25 May 2010

Don’t do what they do

Remember that being a successful athlete, not matter which arena you compare yourself in (peers, amateur, professional) by definition means doing what other people wouldn’t.
Lots of people model their technique, training and tactics on what their peers are doing. But if you want to get better than them, they are exactly the wrong people to look at. 
The modelling can be conscious and deliberate, but most of the time you actually do it subconsciously. So wake up! The greatest success you can hope for by doing what everyone else (in YOUR world of peers) does is to assimilate the same level of mediocrity they have. More about all this in my book.
While we’re on the subject of role models, an important point about them. Yes they are useful, even essential to help you get more out of yourself, so long as you chose the right role models. But keep in mind it’s the approach they have that you’re copying, not the exact actions. Their life, physiology, schedule, resources etc can never fit with yours. So don’t try. So the question is “What would they do if they had this (my) circumstance right now?”.
And one other thing… Good role models in sport are ones you can actually find some details about - someone you can feel you know through seeing them, reading about them or even better, being coached by them! If it’s someone who never speaks, blogs, writes coaches, it’s pretty hard to ask the question above and get near a useful answer.
You have two choices, pick a better role model, or ask them to keep in touch more. Interview them for your blog or your favourite website and ask them all the questions you want in one go. Just an idea.

4 comments:

Anonymous said...

Perfect! So I can tell you my circumstance/Schedule and you fill in the rest!?

Anonymous said...

Questions about general cardiovascular endurance training.

Dear Dave,

i have read several books about training for climbing including yours. Many suggest to do endurance activities such as swimming, running or cycling as a mean to become a more complete athlete.

They promote these activities for active recovery on non-climbing days, and in addition as a way to improve your body's general ability to recover (growth of heart muscle and other cardiovascular benefits). In one book for example it is recommended to do 60 minutes of running 3 times a week.

In two of these particular sports your lower body (legs) is the main area of physical exercise. This would mean that these muscles get trained and potentially gain mass. You write that a heavy lower body inhibits climbing performance and that sounds very plausible to me.

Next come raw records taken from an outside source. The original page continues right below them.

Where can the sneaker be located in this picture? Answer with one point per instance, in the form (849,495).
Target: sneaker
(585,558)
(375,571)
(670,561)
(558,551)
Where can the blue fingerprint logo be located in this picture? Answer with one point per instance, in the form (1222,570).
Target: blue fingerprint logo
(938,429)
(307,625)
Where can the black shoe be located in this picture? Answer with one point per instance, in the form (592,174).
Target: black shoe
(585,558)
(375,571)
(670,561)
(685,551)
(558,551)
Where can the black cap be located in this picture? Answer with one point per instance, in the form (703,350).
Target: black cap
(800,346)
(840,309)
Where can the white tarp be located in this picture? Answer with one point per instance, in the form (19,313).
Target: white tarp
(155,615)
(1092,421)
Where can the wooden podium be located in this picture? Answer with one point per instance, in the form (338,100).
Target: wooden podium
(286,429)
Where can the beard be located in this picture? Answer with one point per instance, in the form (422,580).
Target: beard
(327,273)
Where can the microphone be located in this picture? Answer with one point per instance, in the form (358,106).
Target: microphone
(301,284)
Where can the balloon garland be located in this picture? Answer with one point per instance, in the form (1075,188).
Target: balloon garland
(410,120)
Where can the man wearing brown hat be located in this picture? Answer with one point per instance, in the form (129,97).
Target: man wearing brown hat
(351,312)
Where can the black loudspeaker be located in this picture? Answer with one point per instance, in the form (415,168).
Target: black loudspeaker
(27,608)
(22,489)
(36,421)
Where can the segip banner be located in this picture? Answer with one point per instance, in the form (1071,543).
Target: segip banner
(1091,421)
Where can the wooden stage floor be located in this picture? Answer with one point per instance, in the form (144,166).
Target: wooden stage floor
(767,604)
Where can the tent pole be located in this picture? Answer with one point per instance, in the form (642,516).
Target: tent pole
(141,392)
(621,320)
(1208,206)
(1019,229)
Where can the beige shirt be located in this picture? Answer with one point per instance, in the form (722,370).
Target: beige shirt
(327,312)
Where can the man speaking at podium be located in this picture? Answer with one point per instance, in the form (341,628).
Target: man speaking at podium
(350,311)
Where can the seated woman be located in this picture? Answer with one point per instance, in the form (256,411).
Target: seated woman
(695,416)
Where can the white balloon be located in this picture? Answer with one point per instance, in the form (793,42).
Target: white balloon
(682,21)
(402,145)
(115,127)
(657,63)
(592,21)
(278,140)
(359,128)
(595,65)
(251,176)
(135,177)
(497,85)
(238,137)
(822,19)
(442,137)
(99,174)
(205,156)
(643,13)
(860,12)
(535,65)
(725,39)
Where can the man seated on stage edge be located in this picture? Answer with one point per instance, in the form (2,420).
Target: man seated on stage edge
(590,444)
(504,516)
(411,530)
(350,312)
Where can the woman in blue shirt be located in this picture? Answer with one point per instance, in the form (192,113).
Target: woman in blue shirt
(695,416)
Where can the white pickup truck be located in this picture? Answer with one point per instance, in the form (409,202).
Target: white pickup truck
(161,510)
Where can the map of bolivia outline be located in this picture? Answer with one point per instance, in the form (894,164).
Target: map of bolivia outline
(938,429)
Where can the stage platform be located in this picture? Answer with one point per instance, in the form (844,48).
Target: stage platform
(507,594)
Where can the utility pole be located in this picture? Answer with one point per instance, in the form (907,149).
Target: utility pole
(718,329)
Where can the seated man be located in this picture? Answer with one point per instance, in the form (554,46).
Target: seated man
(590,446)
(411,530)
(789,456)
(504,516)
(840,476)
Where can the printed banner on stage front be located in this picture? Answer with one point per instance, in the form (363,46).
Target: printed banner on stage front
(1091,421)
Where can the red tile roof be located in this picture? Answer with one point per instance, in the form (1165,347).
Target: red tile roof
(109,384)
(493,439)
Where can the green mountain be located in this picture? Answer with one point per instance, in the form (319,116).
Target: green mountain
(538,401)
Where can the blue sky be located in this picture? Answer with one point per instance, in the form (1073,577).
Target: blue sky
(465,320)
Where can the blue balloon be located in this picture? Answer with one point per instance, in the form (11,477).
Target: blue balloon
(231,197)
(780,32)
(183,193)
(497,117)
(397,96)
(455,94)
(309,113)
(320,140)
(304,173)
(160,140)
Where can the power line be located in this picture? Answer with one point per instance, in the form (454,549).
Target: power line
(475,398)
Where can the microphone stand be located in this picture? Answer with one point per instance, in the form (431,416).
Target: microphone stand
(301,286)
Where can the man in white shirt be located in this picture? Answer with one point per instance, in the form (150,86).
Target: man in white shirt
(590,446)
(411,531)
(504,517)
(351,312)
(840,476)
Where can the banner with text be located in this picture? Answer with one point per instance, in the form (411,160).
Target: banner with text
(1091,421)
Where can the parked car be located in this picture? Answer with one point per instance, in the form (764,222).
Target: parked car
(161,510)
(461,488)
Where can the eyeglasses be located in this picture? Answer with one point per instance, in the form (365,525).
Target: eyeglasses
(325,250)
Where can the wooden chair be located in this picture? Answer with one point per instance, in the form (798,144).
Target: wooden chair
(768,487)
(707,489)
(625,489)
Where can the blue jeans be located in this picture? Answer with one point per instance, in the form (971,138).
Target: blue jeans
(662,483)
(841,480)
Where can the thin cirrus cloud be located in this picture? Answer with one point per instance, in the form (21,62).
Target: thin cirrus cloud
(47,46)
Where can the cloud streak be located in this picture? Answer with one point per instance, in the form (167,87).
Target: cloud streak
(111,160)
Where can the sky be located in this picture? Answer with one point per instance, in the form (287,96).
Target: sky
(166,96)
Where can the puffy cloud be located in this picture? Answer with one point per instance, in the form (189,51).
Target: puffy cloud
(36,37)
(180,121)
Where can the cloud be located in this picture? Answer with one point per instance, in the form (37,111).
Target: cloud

In consequence my question are:

Is the above mentioned training amount reasonable?
How often/long do you do such activities?
Is this form of training even necessary to become a good climber?
Are there negative side effects from this particular workouts (leg mass gain, less energy for climbing etc.)
Do the benefits outweigh the negative side effects ?

Greetings from Germany

splittipproductions.blogspot.com said...

Hey Dave, I have been struggling with this for a couple years now...everyone and their mother has some new fangled way of training regiment to try and I always wind up getting injured. Like the campus board or even the Moon board, which I do believe can be useful to some climbers, but for me, it seems to put a lot of strain on my elbows and fingers. Hence the tendinitis or osis in my right elbow. Seems to me that climbing outside has improved my ability just as much, if not more. Especially when I do manual labor, i.e. landscaping/masonry, for a living. I also believe that people don't rest enough, as well. Regardless, thanks for all your info and advice. It definitely strays from the norm and is a breath of fresh air. Cheers.

Anonymous said...

Been meaning to say for a while- I think your website's a great source of info & inspiration. Cheers!